Compatibility with existing and future Xbox games has been enabled by building out custom hardware in Microsoft data centres. The team have architected a new customizable blade that can host the component parts of multiple Xbox One consoles, as well as the associated infrastructure supporting it. The custom blades will be scaled out through the Azure cloud regions over time.
Currently, the test experience is running at 10 Mbps, though the team are keen to bring this down while still maintaining the same experience for gamers through advances in networking topology, and video encoding and decoding. The idea is to ensure these games can be played on 4G networks, though getting the bitrate down might be a tough ask considering the depth and interactivity of the content on consoles such as Xbox.
One thing is very clear; gaming is just another aspect of the mobile world which is pressing the case for 5G.

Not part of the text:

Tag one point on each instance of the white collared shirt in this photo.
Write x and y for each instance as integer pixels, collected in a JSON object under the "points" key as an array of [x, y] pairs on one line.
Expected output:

Microsoft has an ambition to ensure this content will be able to meet consumer experience demands on 4G networks, though this is a selfish view on networking. These games are incredibly immersive and will place additional strain on the network. For the telcos, the issue is not the singular demands of browsing, video or gaming, but the sum of all the parts. Gaming is just another item which has been thrown on top of the teetering pile of network strain. The efficiency gains of 5G will soon become a necessity, not the buffering-free cat video gains of today.
Looking at the gaming industry, growth is gaining momentum fast. Research from Newzoo suggests mobile gaming will generate $70.3 billion across 2018, accounting for roughly 51% of the industry total. This equates to 25% year-on-year growth, compared to 4.1% growth on consoles, such as Xbox, which is expected to account for $34.6 billion. Mobile’s share of gaming is expected to increase to 59% by 2021, taking $106.4 billion. Asia will account for the majority of this spend, though the gains will be experienced in every region.
An excellent example of the surge of mobile of gaming is Fortnite. While this might be a title most play through consoles or on PC, the most recent update for the game saw 60% surge in data traffic over normal peak traffic levels on Verizon’s broadband network, as well as a 5-8% jump on mobile.
The tsunami of mobile gaming titles over the last 4-5 years has improved the accessibility of gaming for the general public, though the complexity of these games in also growing. While this segment of mobile content might have been simplistic to start with, think of Candy Crush, more in-depth games are becoming increasingly popular with the general public. The proportion of games which require constant connectivity is also increasing. Should the Microsoft project prove to be successful, both in terms of operation and adoption, these trends will only be accelerated.
Gaming is no longer a niche, and pretty soon it will start to weigh heavily on the network.